Um levantamento inédito da Rede de Observatórios da Segurança revela que em 2024, 11 pessoas foram mortas por dia pela polícia em nove estados brasileiros, totalizando 4.068 vítimas. Desse total, pelo menos 3.066 eram negras - representando 75% das mortes -, enquanto em mais de 500 registros a cor ou raça não foi informada. Os dados, divulgados nesta quinta-feira (6) no boletim "Pele Alvo", mostram que pessoas negras têm 4,2 vezes mais chances de serem mortas pela polícia do que brancos.

A disparidade racial é evidente quando analisadas as taxas de mortalidade por 100 mil habitantes. Na Bahia, a polícia mata 11,5 negros para cada 100 mil habitantes, contra 2 brancos. No Pará, a taxa é de 8,1 para negros e 3,2 para brancos, enquanto no Rio de Janeiro são 5,9 negros mortos contra 1,3 branco. Em todos os estados analisados, a proporção de pessoas negras entre os mortos supera significativamente sua representação na população geral.

A pesquisa identificou que 57,1% das vítimas eram jovens entre 18 e 29 anos (2.324 pessoas), e 297 eram adolescentes de 12 a 17 anos - um aumento de 22,1% em relação a 2023. A pesquisadora Francine Ribeiro, da Rede de Observatórios, critica o modelo de segurança adotado: "As polícias têm seguido uma lógica parecida, de enfrentamento letal, com justificativa de combate ao tráfico. Quando os investimentos são retirados da prevenção, percebemos um desinteresse em resolver o problema na raiz".
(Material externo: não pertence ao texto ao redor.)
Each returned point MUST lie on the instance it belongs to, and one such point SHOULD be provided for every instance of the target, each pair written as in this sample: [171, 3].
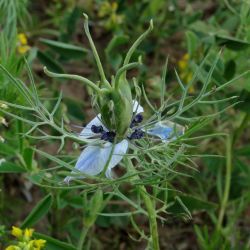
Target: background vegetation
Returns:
[208, 206]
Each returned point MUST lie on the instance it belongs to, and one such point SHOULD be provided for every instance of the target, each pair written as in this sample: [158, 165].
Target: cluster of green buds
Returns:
[112, 99]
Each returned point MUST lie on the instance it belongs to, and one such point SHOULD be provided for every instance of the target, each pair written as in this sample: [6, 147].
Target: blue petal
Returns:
[166, 130]
[94, 158]
[137, 108]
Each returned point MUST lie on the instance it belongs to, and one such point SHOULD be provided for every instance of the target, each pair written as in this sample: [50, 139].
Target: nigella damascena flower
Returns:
[95, 159]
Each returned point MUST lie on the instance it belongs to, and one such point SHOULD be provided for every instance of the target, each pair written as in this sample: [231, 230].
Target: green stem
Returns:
[150, 206]
[227, 182]
[241, 128]
[82, 238]
[73, 77]
[137, 43]
[124, 70]
[96, 56]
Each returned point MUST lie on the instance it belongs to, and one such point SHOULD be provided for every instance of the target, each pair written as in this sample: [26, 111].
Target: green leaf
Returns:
[65, 50]
[231, 43]
[6, 149]
[28, 157]
[8, 167]
[112, 50]
[39, 211]
[192, 42]
[192, 203]
[50, 63]
[53, 244]
[230, 70]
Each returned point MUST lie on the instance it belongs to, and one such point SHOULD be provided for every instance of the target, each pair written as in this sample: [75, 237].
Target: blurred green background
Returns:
[215, 194]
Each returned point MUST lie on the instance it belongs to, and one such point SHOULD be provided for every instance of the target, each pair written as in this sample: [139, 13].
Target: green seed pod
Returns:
[119, 117]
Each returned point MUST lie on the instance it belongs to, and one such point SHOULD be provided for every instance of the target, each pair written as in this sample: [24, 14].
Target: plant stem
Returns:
[82, 238]
[150, 206]
[227, 182]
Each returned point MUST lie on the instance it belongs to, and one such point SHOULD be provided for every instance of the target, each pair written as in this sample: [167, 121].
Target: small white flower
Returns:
[94, 159]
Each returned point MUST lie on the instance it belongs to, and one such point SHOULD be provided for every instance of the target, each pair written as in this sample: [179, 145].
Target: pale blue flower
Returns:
[95, 158]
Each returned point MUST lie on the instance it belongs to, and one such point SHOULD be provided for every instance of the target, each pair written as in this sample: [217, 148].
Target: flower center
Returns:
[110, 135]
[136, 120]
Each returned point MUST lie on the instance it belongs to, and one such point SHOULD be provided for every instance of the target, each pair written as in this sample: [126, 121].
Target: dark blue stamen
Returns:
[137, 134]
[108, 136]
[96, 129]
[137, 119]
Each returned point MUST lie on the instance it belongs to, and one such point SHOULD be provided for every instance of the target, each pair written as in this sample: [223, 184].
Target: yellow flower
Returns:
[12, 247]
[3, 121]
[3, 106]
[22, 39]
[28, 233]
[22, 46]
[1, 140]
[183, 63]
[23, 49]
[17, 232]
[39, 244]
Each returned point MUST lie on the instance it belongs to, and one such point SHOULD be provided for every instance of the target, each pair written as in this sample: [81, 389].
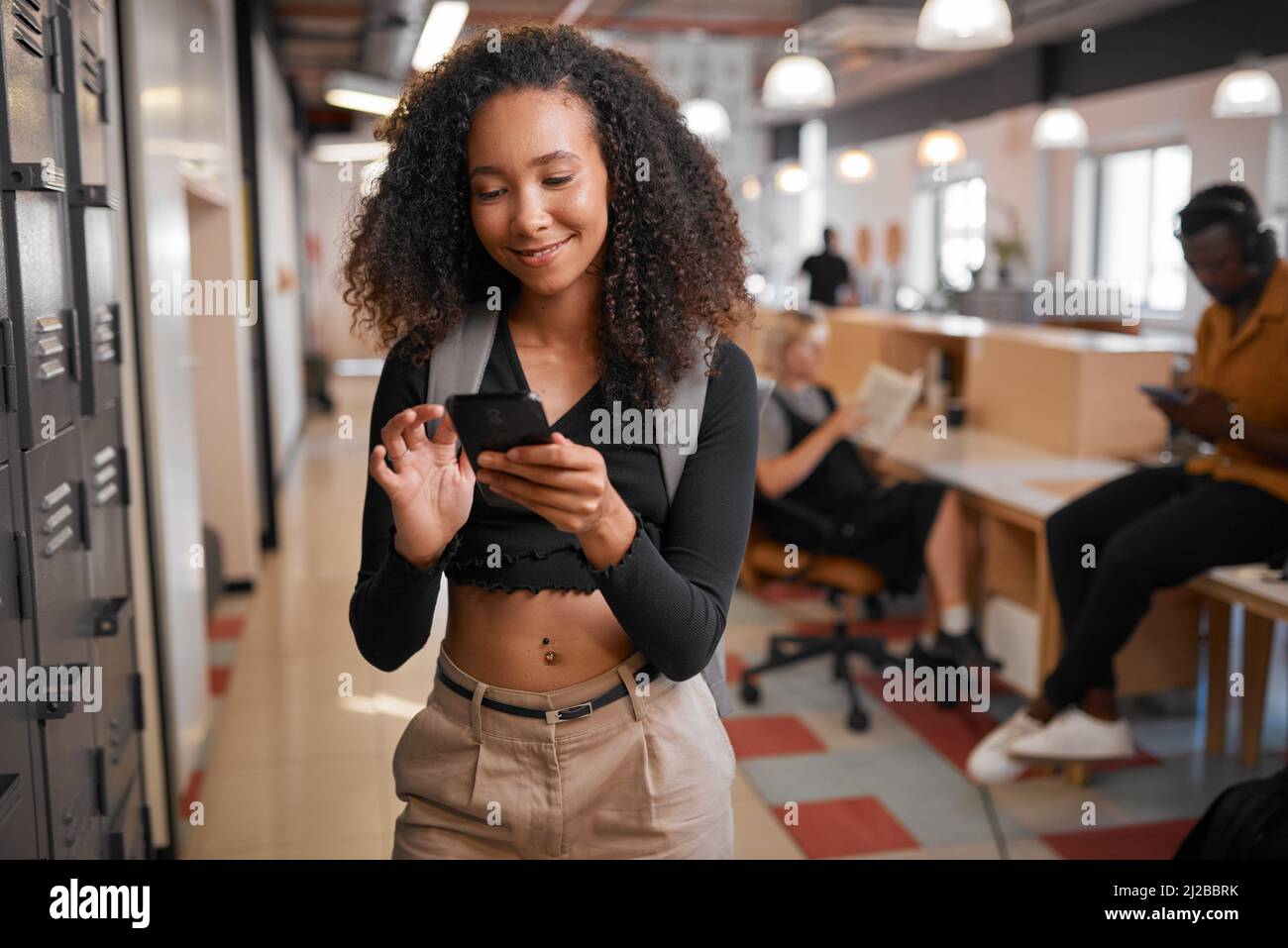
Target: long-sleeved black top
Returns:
[671, 588]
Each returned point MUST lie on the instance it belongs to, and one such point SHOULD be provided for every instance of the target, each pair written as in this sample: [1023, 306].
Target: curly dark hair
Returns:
[674, 258]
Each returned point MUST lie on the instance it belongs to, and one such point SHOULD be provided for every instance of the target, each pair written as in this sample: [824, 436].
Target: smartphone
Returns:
[497, 421]
[1164, 395]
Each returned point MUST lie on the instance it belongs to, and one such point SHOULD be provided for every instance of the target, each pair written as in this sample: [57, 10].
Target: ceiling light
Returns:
[361, 93]
[940, 147]
[1060, 127]
[799, 81]
[442, 27]
[1247, 93]
[342, 153]
[855, 166]
[707, 119]
[956, 25]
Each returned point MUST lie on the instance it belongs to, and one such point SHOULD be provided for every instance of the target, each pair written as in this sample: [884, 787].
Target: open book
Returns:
[887, 395]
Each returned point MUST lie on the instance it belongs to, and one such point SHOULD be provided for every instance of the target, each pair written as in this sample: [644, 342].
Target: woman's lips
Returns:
[540, 258]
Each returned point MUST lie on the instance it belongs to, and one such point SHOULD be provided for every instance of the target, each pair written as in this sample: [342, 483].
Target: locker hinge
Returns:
[125, 474]
[101, 780]
[9, 365]
[82, 489]
[26, 590]
[31, 175]
[94, 196]
[69, 314]
[55, 51]
[137, 694]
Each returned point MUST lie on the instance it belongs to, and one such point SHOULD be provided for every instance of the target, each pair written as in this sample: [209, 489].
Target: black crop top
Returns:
[502, 549]
[671, 588]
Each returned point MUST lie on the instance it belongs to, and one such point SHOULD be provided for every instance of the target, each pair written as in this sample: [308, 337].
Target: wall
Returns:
[275, 150]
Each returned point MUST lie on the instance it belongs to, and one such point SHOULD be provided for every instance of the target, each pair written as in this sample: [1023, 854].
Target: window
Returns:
[962, 213]
[1134, 215]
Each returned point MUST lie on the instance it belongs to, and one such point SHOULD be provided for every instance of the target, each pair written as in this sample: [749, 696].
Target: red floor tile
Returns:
[846, 827]
[219, 677]
[1144, 841]
[226, 626]
[771, 736]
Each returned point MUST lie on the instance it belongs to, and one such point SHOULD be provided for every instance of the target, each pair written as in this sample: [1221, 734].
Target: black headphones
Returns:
[1260, 248]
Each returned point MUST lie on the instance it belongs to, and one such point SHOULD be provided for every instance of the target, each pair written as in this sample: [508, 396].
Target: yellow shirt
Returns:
[1248, 369]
O estudo destaca que a ADPF das Favelas, medida do STF que limitou operações policiais no Rio de Janeiro, contribuiu para reduzir em 61,2% as mortes por intervenção policial no estado entre 2019 e 2024. Entretanto, a pesquisadora alerta que a recente Operação Contenção, com mais de 100 mortos, indica que 2025 pode ser mais letal. Em São Paulo, a letalidade policial aumentou 93,8% em três anos, retrocedendo aos patamares de 2019 após mudanças no uso de câmeras corporais.

Entre as medidas propostas pelos pesquisadores estão: tornar obrigatório o uso de câmeras corporais em todas as operações; eliminar a rubrica "não informado" para raça/cor das vítimas; rever urgentemente o modelo de formação policial; instituir programas de saúde mental para policiais; e vincular repasses federais ao cumprimento de metas de redução da letalidade. "Repetir estratégias que já não deram certo e desestimular ações que deram certo é contraproducente e leva à insegurança contínua da população", conclui Ribeiro.